ATLANTA (March 19, 2014) – With some last minute political maneuvering in the twilight of the legislative session, a bill that would begin the process of nullifying Obamacare in Georgia gained final approval in both the House and the Senate Tuesday night, and now moves on to the governor’s desk.
The Georgia Senate passed an amended version of HB707 by tacking it onto another insurance bill (HB943). The measure passed 37-17, moments after the amended version cleared the House 106-48.
Introduced by Rep. Jason Spencer as HB707, the legislation pushes back against the ACA in four ways and would create serious impediments to the implementation of Obamacare in Georgia. Spencer worked tirelessly through the session to get the bill through the legislative process.
“Many barriers were broken down inside the capitol to convince others that it is possible to stand up to the federal government in a constitutional and pragmatic way,” Spencer said. “While, we did not achieve all that we wanted, we still won the day. We made the comeback of the legislative session.The path for future pro-10th Amendment initiatives has been plowed.”

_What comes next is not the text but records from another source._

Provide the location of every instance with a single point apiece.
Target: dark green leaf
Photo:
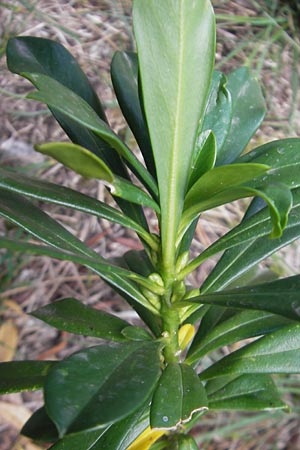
(178, 396)
(32, 219)
(83, 440)
(248, 107)
(175, 103)
(40, 428)
(71, 315)
(101, 385)
(120, 435)
(38, 55)
(17, 376)
(60, 195)
(247, 392)
(278, 297)
(124, 75)
(278, 352)
(67, 102)
(218, 113)
(240, 326)
(205, 158)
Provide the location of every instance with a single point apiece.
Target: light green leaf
(172, 52)
(18, 376)
(247, 392)
(71, 315)
(77, 158)
(178, 396)
(278, 352)
(101, 385)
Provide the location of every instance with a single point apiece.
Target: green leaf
(248, 107)
(44, 56)
(218, 112)
(124, 75)
(40, 428)
(84, 440)
(71, 315)
(18, 376)
(278, 297)
(238, 260)
(242, 325)
(247, 392)
(120, 435)
(67, 102)
(284, 158)
(178, 396)
(32, 219)
(60, 195)
(78, 159)
(114, 275)
(278, 352)
(101, 385)
(205, 158)
(171, 52)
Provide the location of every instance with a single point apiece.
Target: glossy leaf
(257, 225)
(110, 273)
(178, 396)
(71, 315)
(67, 102)
(172, 108)
(283, 156)
(39, 427)
(17, 376)
(205, 159)
(242, 325)
(218, 112)
(248, 111)
(278, 297)
(124, 75)
(120, 435)
(32, 219)
(60, 195)
(247, 392)
(78, 159)
(278, 352)
(101, 385)
(83, 440)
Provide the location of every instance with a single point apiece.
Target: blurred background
(262, 34)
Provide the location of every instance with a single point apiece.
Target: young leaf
(71, 315)
(218, 112)
(60, 195)
(242, 325)
(278, 297)
(247, 392)
(124, 75)
(178, 396)
(101, 385)
(174, 54)
(67, 102)
(39, 427)
(89, 165)
(278, 352)
(248, 107)
(17, 376)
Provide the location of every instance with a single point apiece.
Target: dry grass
(92, 31)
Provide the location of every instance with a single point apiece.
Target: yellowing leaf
(146, 439)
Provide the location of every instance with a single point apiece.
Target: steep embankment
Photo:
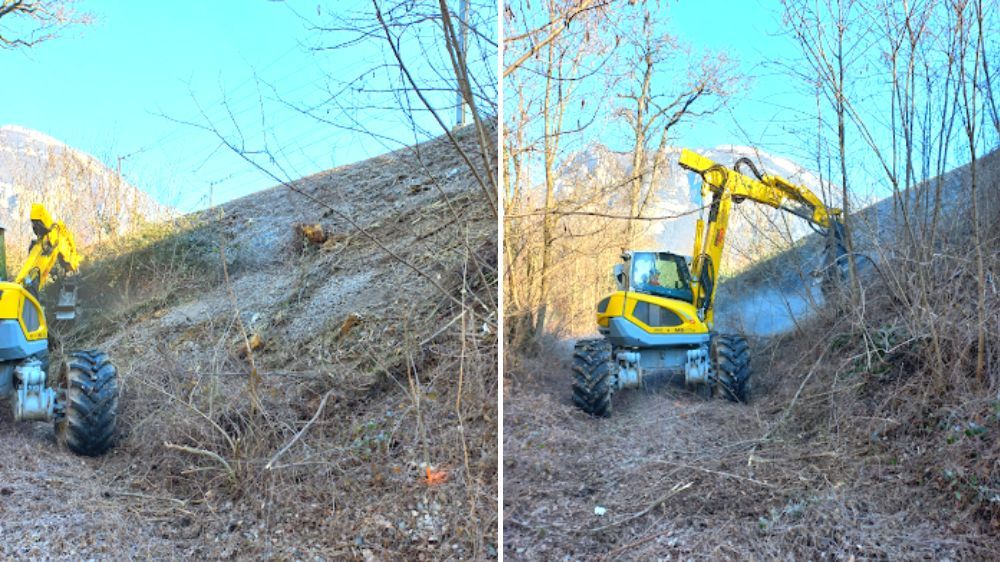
(869, 436)
(291, 367)
(778, 293)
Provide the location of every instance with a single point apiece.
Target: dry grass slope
(870, 436)
(290, 381)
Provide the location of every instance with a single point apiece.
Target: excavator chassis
(661, 318)
(81, 399)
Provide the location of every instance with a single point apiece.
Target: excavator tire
(593, 370)
(89, 419)
(732, 354)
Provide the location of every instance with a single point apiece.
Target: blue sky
(105, 88)
(771, 109)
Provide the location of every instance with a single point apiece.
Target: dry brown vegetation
(283, 398)
(869, 436)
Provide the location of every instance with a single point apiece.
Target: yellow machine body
(624, 303)
(18, 304)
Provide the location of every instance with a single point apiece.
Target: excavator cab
(661, 274)
(661, 318)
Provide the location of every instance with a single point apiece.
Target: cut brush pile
(306, 376)
(870, 436)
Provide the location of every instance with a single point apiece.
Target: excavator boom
(727, 186)
(53, 244)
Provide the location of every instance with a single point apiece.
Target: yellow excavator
(83, 399)
(661, 318)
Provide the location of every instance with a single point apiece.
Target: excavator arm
(53, 245)
(727, 186)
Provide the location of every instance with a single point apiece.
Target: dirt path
(679, 478)
(55, 505)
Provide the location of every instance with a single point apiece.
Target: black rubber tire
(89, 394)
(732, 367)
(593, 372)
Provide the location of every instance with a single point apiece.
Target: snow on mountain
(75, 186)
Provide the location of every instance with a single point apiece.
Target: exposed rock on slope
(306, 396)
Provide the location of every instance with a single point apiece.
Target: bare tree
(652, 111)
(26, 23)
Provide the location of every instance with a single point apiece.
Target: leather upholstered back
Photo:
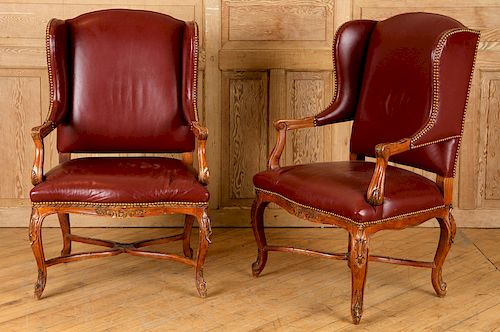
(415, 85)
(123, 81)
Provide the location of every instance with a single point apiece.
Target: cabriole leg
(35, 237)
(66, 231)
(349, 250)
(447, 235)
(186, 242)
(257, 215)
(358, 257)
(204, 239)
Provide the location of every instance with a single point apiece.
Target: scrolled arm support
(282, 126)
(38, 134)
(375, 193)
(201, 134)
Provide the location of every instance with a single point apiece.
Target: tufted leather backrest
(415, 85)
(122, 81)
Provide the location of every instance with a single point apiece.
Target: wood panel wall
(261, 60)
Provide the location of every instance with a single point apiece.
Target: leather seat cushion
(340, 188)
(120, 180)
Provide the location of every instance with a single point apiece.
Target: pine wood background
(261, 60)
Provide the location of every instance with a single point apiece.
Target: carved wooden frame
(357, 255)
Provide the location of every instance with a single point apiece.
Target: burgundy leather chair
(122, 81)
(405, 82)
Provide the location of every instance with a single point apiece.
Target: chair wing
(122, 81)
(405, 82)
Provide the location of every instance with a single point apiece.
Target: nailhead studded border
(119, 205)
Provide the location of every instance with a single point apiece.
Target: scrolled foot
(357, 310)
(40, 284)
(201, 285)
(260, 263)
(188, 252)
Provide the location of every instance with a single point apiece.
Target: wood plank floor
(294, 293)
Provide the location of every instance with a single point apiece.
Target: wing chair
(122, 81)
(405, 83)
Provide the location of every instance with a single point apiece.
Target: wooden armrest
(375, 193)
(201, 134)
(38, 133)
(282, 126)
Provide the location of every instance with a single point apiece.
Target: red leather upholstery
(120, 180)
(124, 78)
(415, 87)
(340, 188)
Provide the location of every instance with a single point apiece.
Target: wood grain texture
(265, 24)
(22, 94)
(252, 23)
(246, 133)
(22, 24)
(109, 294)
(488, 176)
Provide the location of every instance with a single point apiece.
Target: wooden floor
(294, 293)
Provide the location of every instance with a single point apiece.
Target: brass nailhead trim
(466, 103)
(368, 223)
(118, 205)
(48, 57)
(436, 141)
(335, 73)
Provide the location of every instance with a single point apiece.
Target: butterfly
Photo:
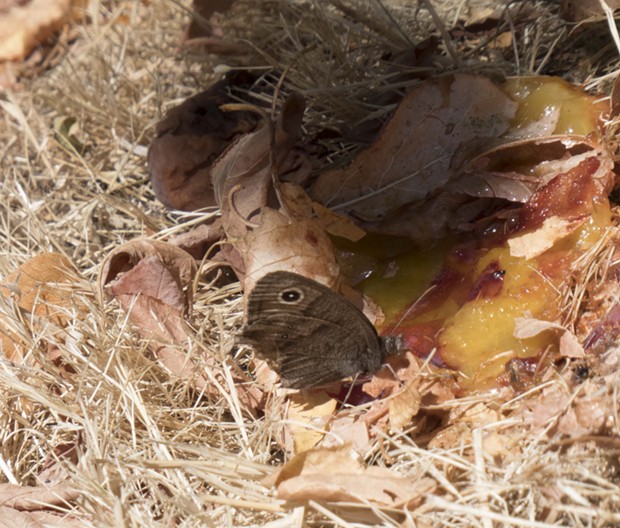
(309, 334)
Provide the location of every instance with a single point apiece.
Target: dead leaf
(242, 177)
(45, 286)
(173, 268)
(189, 141)
(25, 25)
(307, 417)
(48, 287)
(338, 475)
(404, 406)
(345, 429)
(397, 171)
(152, 280)
(279, 243)
(553, 229)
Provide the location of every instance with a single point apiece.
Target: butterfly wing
(307, 332)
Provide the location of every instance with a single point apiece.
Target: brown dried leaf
(404, 406)
(242, 176)
(176, 271)
(442, 114)
(189, 140)
(337, 474)
(307, 414)
(152, 281)
(279, 243)
(43, 286)
(25, 25)
(553, 229)
(345, 429)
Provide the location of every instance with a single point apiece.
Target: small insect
(309, 334)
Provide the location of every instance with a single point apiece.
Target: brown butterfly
(309, 334)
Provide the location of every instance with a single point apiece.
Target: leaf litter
(410, 445)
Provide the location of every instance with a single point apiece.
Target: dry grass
(152, 452)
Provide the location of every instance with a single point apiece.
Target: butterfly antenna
(412, 307)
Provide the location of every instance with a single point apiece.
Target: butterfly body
(308, 333)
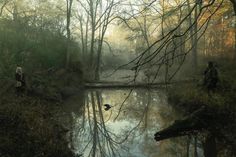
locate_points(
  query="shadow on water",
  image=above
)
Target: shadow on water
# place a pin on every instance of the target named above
(125, 129)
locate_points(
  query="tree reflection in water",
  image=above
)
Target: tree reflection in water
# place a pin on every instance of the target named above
(127, 128)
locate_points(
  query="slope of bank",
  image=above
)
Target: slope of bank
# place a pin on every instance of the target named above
(28, 124)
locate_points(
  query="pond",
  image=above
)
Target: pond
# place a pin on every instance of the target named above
(126, 129)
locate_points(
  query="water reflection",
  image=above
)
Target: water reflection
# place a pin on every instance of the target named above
(127, 128)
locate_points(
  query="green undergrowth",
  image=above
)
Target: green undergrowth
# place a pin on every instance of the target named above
(28, 129)
(194, 95)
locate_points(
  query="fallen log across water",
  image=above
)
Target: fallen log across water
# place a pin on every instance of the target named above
(104, 84)
(212, 121)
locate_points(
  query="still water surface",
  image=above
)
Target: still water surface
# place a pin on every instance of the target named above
(127, 129)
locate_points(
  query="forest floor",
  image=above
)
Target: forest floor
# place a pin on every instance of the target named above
(28, 124)
(190, 97)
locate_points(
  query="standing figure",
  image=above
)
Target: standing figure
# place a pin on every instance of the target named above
(211, 77)
(20, 80)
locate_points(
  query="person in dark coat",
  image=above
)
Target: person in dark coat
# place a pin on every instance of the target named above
(211, 77)
(20, 80)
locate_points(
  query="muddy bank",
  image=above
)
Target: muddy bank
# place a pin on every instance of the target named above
(29, 122)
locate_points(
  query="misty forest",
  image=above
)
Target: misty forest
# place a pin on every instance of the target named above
(117, 78)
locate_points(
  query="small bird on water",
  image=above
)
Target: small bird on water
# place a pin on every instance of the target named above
(107, 107)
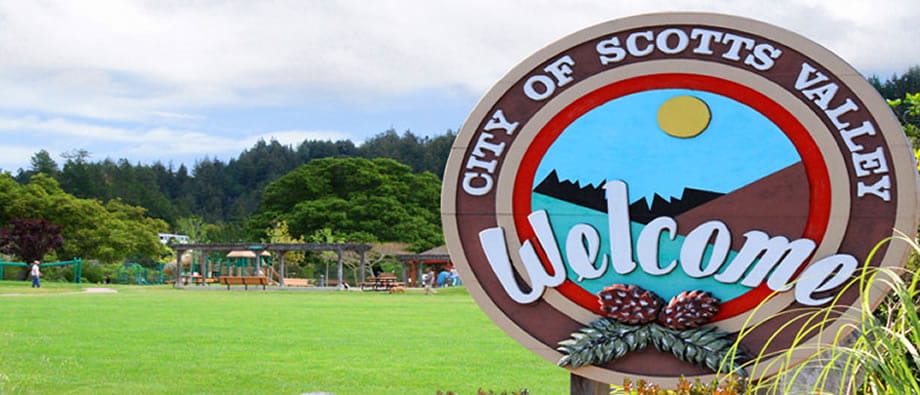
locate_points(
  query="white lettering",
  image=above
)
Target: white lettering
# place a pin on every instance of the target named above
(705, 38)
(736, 42)
(619, 226)
(881, 188)
(632, 42)
(870, 163)
(468, 187)
(610, 51)
(824, 275)
(849, 135)
(773, 252)
(581, 248)
(662, 41)
(561, 70)
(647, 247)
(696, 244)
(803, 81)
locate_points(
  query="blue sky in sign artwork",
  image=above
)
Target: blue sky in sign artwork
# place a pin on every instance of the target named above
(628, 144)
(177, 81)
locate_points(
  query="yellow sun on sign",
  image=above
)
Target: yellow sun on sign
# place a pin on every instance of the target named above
(683, 116)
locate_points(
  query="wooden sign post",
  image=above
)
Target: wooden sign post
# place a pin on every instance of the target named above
(627, 199)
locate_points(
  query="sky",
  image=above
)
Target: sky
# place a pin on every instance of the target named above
(625, 133)
(181, 81)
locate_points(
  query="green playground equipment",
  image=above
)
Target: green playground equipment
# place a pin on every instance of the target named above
(76, 262)
(134, 273)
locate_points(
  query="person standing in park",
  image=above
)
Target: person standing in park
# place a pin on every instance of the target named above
(36, 275)
(429, 280)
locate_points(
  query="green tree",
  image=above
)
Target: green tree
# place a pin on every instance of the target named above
(92, 230)
(379, 198)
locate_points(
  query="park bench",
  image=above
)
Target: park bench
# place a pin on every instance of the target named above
(245, 281)
(296, 282)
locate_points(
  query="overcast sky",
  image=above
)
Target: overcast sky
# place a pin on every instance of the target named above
(178, 81)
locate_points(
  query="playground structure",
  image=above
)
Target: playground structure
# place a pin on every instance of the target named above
(139, 275)
(202, 267)
(437, 258)
(252, 261)
(76, 262)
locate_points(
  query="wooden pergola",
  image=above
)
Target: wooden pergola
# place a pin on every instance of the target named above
(281, 248)
(416, 262)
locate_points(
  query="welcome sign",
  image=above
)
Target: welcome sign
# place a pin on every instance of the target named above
(665, 179)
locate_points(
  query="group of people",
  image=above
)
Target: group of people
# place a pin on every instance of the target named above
(443, 279)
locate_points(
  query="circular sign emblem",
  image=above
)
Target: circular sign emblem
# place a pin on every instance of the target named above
(674, 177)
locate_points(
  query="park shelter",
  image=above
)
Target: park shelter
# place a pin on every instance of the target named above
(279, 248)
(415, 263)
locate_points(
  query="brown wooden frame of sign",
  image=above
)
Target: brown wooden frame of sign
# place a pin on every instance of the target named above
(541, 324)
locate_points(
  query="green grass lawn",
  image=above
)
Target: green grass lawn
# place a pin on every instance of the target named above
(154, 340)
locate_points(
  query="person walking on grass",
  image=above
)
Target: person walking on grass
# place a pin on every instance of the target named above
(36, 275)
(429, 280)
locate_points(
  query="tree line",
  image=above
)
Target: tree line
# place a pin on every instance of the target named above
(384, 190)
(226, 193)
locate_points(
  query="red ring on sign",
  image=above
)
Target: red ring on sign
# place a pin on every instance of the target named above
(815, 167)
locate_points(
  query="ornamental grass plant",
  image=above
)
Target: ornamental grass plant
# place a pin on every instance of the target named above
(874, 351)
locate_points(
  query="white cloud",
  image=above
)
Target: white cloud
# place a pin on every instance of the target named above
(12, 157)
(295, 137)
(130, 59)
(86, 69)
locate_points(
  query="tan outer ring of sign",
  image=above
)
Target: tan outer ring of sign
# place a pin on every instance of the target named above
(840, 188)
(902, 164)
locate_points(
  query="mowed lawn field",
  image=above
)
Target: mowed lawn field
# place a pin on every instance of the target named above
(158, 340)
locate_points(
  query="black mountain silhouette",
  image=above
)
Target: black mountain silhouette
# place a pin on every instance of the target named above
(593, 197)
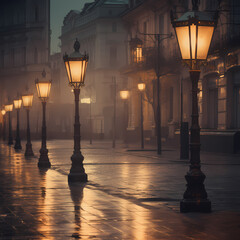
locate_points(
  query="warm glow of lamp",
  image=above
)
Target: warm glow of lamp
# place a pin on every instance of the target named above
(86, 100)
(76, 66)
(27, 100)
(141, 86)
(124, 94)
(3, 112)
(9, 108)
(194, 31)
(136, 45)
(43, 89)
(17, 103)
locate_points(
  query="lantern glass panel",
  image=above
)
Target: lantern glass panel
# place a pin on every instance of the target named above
(43, 89)
(76, 71)
(183, 41)
(141, 86)
(205, 34)
(27, 100)
(17, 103)
(124, 94)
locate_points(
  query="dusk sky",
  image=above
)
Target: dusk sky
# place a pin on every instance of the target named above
(59, 9)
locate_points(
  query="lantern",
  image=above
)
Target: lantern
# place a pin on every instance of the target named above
(76, 66)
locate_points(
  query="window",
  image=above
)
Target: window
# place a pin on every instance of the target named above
(114, 27)
(161, 24)
(113, 56)
(36, 14)
(2, 59)
(11, 57)
(145, 31)
(24, 60)
(35, 56)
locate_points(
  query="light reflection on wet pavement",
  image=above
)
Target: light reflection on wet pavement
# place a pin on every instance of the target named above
(130, 195)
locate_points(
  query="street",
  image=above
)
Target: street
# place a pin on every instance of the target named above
(130, 194)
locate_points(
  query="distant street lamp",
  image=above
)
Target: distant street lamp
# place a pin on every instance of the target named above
(17, 105)
(76, 65)
(27, 104)
(43, 90)
(89, 101)
(124, 95)
(9, 108)
(194, 31)
(3, 112)
(141, 88)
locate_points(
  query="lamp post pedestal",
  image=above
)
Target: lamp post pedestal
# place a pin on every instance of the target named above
(29, 151)
(10, 138)
(43, 161)
(77, 171)
(18, 145)
(195, 197)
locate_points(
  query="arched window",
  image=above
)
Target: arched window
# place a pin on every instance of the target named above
(36, 14)
(35, 56)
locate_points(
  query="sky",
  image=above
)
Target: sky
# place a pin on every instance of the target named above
(59, 9)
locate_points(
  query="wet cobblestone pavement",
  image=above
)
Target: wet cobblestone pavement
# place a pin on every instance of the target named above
(130, 195)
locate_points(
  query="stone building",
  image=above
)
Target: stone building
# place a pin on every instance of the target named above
(24, 47)
(219, 81)
(101, 33)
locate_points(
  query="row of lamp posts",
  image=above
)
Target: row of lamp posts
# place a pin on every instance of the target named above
(194, 31)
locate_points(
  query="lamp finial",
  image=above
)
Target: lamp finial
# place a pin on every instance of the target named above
(43, 73)
(195, 5)
(76, 45)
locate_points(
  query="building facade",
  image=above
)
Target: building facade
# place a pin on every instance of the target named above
(24, 47)
(219, 80)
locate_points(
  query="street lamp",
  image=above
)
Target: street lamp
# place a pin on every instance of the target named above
(124, 95)
(136, 46)
(141, 88)
(9, 108)
(76, 65)
(3, 112)
(89, 101)
(43, 90)
(194, 31)
(17, 105)
(27, 104)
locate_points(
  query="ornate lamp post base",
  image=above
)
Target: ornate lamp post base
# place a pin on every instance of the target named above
(18, 146)
(77, 171)
(195, 196)
(43, 161)
(29, 151)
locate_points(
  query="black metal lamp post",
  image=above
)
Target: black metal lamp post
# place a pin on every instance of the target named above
(43, 90)
(17, 105)
(194, 31)
(76, 65)
(27, 104)
(9, 109)
(141, 88)
(124, 95)
(3, 112)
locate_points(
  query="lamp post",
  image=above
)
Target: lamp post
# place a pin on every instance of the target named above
(17, 105)
(3, 112)
(124, 95)
(89, 101)
(141, 88)
(27, 104)
(76, 65)
(43, 90)
(9, 108)
(194, 31)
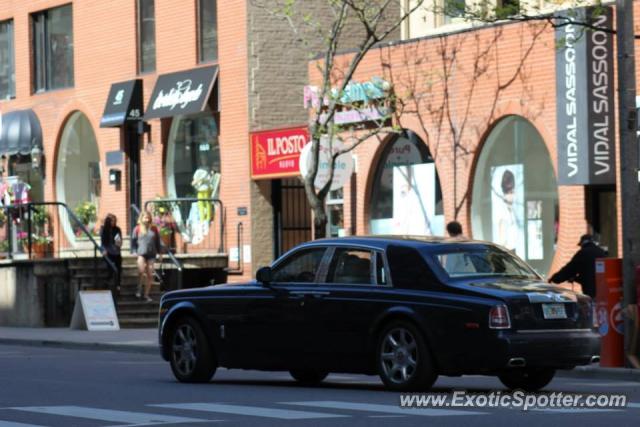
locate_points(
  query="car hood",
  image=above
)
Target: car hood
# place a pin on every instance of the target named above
(535, 291)
(222, 288)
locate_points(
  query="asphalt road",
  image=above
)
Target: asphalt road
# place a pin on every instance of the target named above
(42, 386)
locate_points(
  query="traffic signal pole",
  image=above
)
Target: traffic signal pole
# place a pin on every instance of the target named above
(629, 160)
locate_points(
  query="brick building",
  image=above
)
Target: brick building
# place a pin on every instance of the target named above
(465, 92)
(479, 108)
(84, 73)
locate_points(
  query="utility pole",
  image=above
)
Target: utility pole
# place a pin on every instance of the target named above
(629, 160)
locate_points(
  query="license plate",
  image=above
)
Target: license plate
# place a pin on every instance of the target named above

Specifically, the legislation:
1. Prohibits any state agencies, departments or political subdivisions from using resources or spending funds to advocate for the expansion of Medicaid. This provision works hand-in-hand with HB990 to make it more difficult to expand Medicaid. HB990 would require legislative approval for expansion of the program, barring the governor from doing it by executive order.
2. Prohibits the state of Georgia from running an insurance exchange.
3. Refuses and federal grant money for the purpose of creating or running a state insurance exchange.
4. Ends the University of Georgia Health Navigator Program. It allows the school to complete the functions under the current grant but would prohibit it from getting a new one.
Each of these provisions creates impediments to the implementation and execution of Obamacare in Georgia. We’ve seen the difficulties created by the number of states simply refusing to set up exchanges. The ACA was predicated on state cooperation. By refusing to help, passage of the bill puts the federal government in an almost impossible position. It never intended to run the healthcare system alone, and ultimately, it can’t do it without state help. Judge Andrew Napolitano agreed recently, pointing out that if a number of states were to refuse to participate with the ACA in a wholesale fashion, that multi-state action would “gut Obamacare.”
A fifth provision that would have prohibited the Commissioner of Insurance from investigating or enforcing any alleged violation of federal health insurance requirements mandated by Obamacare was amended out of the final bill. Spencer has already committed to pursuing that issue in the next legislative session.
Tenth Amendment Center national communications director called passage of the bill a huge victory and predicted it would pave the way for future action, not only in Georgia, but across the country.
“Rep. Spencer poured his heart and soul into getting this bill passed. He may not realize it, but it paves the way for action in other states. Now they see that yes, states can take a stand against the implementation of Obamacare. I’m certain other states will follow the lead,” he said. “And the best news is, Jason realizes the fight isn’t over. He has already committed to coming back next session and working toward the next step. This is a big win. A bigger win than most people realize.”
The bill appeared dead after several Republicans joined Democrats to table the HB707 in the Senate Rules Committee. According to the Brookhaven Post, “Republican Senator Cecil Staton made a motion to table the bill, it was seconded by Democrat Senator Steve Henson. State Senator, Fran Millar (R-Dunwoody) also voted along with other Republicans in favor of tabling HB 707.”
Last minute efforts by Spencer and grassroots supporters of the measure resurrected it.
“Without the backing of the people, we could have not won this epic victory under the Gold Dome,” Spencer said.
The bill still needs Gov. Nathan Deal’s signature to become law.